April 5, 2017 at 17:06 by Andrew Moran

Copper prices are surging on Wednesday after new US economic data propelled the industrial metal to a one-week high. The red metal was also supported midweek by the return of Chinese investors following a holiday.

May copper futures rose $0.061, or 2.34%, to $2.673 per pound at 16:37 GMT on Wednesday on the New York Mercantile Exchange. Copper prices suffered a 1% drop on Monday and posted small gains on Tuesday. Year-to-date, copper has climbed more than 6% on a sliding US dollar, supply disruptions, and growing international demand.

The industrial metal rose amid a glowing US jobs outlook from the ADP National Employment Report. The preview of the non-farm payrolls showed that US private employers added 263,000 jobs in March, higher than the initial forecasts of 187,000. This gave the markets some much needed optimism and a sign that the economy may be roaring once again.

After a holiday break, China, the world’s largest buyer of industrial metals, returned to buying.

The red metal has benefited this year from a weaker greenback as the US dollar has dipped to multi-week lows.
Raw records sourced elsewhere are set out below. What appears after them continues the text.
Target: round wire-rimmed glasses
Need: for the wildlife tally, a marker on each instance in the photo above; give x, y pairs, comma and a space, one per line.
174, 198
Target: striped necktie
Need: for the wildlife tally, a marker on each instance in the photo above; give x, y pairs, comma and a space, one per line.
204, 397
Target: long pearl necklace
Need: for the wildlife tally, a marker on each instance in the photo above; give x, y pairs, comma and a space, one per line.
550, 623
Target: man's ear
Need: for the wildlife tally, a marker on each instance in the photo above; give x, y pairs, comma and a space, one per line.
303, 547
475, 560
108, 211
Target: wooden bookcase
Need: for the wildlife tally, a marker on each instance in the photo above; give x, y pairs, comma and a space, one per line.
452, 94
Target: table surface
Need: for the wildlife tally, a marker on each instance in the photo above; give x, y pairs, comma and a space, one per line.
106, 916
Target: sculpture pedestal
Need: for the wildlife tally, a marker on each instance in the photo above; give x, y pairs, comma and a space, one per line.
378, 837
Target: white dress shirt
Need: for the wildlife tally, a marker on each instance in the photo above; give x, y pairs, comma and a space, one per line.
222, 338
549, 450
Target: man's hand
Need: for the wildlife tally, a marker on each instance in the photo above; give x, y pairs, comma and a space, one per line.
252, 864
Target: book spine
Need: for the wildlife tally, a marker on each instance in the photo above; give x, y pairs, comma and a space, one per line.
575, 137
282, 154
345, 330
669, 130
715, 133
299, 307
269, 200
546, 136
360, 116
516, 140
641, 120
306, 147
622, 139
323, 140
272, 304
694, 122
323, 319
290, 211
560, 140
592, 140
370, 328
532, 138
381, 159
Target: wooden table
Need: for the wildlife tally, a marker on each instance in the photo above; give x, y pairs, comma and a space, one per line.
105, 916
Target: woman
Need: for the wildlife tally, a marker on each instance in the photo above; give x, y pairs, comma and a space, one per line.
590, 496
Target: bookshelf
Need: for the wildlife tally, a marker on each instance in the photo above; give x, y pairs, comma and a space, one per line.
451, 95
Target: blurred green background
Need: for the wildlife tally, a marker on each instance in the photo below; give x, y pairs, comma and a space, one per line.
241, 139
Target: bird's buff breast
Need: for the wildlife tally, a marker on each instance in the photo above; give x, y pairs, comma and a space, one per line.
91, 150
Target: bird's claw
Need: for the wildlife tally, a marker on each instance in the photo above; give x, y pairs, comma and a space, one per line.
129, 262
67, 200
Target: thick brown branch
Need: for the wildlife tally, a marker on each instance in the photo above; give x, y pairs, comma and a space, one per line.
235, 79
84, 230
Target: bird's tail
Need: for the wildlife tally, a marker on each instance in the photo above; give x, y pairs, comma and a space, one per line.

A declining US dollar makes commodities like gold, silver, and copper cheaper for foreign investors to purchase.

Copper’s rise comes as Chile, the world’s biggest producer of copper, was urged by industry leaders to adopt new technologies and improve labor relations in order to continue its global standing. Despite controlling one-third of the planet’s supply of copper, Chile has seen its productivity tumble in recent years. For instance, its mining operations were recently disrupted at Escondida over disputes between the union and operators.

Speaking at CRU World Copper Conference in Santiago this week, Danny Malchuk, president of operations at BHP Billiton’s Minerals Americas, told the audience that Chile needs to implement these strategies to remain competitive.

If we [do not] take a proactive approach, the copper industry in Chile will reduce its global position in the next 25 years in line with the diminishing quality of our assets.

Gold is taking a hit midweek. June gold futures dipped $9.30, or 0.74%, to $1,249.10 per ounce.